Tales From an Old World

Fecha: 17.11.20 – 22.11.20

Espacio:
Museu d’Història de Catalunya

Comisario:
Aurélien Le Genissel

Artistas:

Sylvain Couzinet-Jacques

Cristina Lucas

Cristina Garrido

Cao Guimarães

Vangjush Vellahu

Lucia Papčová

Capucine Vever

Lia Chaia

Gerard Ortin

Laurent Fievet

Sigurður Guðjónsson

Antoni Miralda

Ester Partegàs

Curated by LOOP’s fair director Aurélien Le Genissel, the exhibition titled Tales from an Old World reflects on the meaning of approaching narratives and images that today seem taken from another time, the one before the pandemic. The exhibited works will draw a panorama of pre-Covid issues as seen by our new gazes and updated by our new concerns.

Curatorial Text

“What is an event? Everything that happens or occurs in the present, according to Paul Ricoeur. True as this may be, we could also say that an event is that which doesn’t leave the past intact. What is more, it is that which changes the former a posteriori, a kind of premonitory storytelling of the past that mingles revision and anticipation.

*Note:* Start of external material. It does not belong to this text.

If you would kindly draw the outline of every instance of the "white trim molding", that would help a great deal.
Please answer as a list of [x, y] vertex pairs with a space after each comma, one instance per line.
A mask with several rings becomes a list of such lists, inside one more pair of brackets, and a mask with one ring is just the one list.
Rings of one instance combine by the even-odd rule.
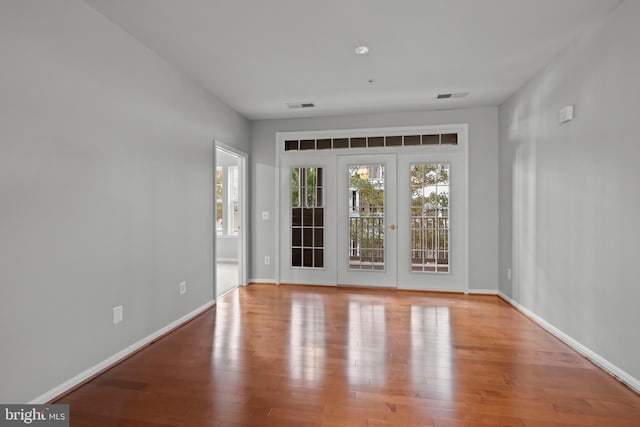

With a title that makes reference to the magnificent TV show Tales From the LoopTales From an Old World proposes an updated and contemporary (re)vision of the essential problems of an outdated world, the world before COVID-19, from a video art perspective. Not that it was outdated because the challenges aren’t the same. Nor because the world itself has changed. No. Quite the contrary. It is we who have changed. We have changed our way of seeing. Images no longer reveal the same things they did in February 2020. The artwork resonates in a different context; in the era of afterwards, a time of post-lockdown, of post-capitalism, of the (long-awaited but not yet-to-be-achieved) post-pandemic, full of deeper interpretations and sensibilities, of pressing needs and emotions renewed by the experience. From within this game-changing eventTales From an Old World approaches images from a different period, investigating their new energies and prevailing questions.

Some of the selected videos, such as Cristina Lucas’ environmental urgency in The People That Is Missing (El Pueblo Que Falta), or the critique of mass consumption agriculture in Gerard Ortin’s Future Foods, burn the retina more than ever. Other videos, such as Boothworks by Cristina Garrido, intensify their stinging criticality in the way they address the saturation of the Art World or the incongruous notion of sovereignty held by states in a globalized era –a very vivid topic during the pandemic– at play in Vangjush Vellahu’s Fragments I.

Some of the images now seem to come from a different epoch: mythical, distant, somewhat scrambled -probably idealized-, like those adolescent and melancholic bodies that touch and coexist in Sylvain Couzinet-Jacques’ splendid Sub Rosa or the invisible forms, beautiful despite being imperceptible to the human eye (not all invisible things are dangerous…), from Sigurður Guðjónsson’s Enigma. However, we read all of these images through the prism of recent events, from the fictitious/fictionalized truth of a retrospective feeling.

In the past months, we have supported the weak with actions and gestures; applause and solidarity, caring for fragile bodies much like the protagonist of Lucia Papčová’s 24 hours and 35 years for Mariana. We have wandered through deserted spaces and abandoned squares, haunted by the echoes of the shadows of absent ghosts, where everything was reminiscent of the Limbo that Cao Guimarães tries to capture. And what about those distressing shots from Laurent Fiévet’s Tuesday, with well-known frames, familiar sentences, and strangely relatable routines, having somehow experienced what Jack Torrance himself underwent in an Overlook Hotel of our own?

In a way, these are new works if we agree with Borges when he writes that Pierre Menard’s and Cervantes’ Don Quixotes were the same but different. Some are, in fact, new productions like Quarantinetrains III: Rodalies by Miralda. Others seem hauntingly foreboding in their depiction of humanity’s Promethean hubris, such as Capucine Vever’s work, whose beautiful title (Et il fut accusé par ses contemporains d’impiété et d’arrogance pour avoir franchi les limits permises aux mortels) resonates restlessly with our current uncertainty. The same occurs with Urgente by Lia Chaia, whose concerning, neurotic reiteration lies halfway between a warning and a plea.

LOOP Fair 2020 takes the form of audiovisual murmurs that come to us from an old life, distorted echoes of a world that seems far away, tales from another time, from the state of affairs prior to the big event of 2020. Without knowing where we will go from here, we are certain that the forthcoming challenges already lurked within the pre-covid audiovisual works that we present today in this salon”.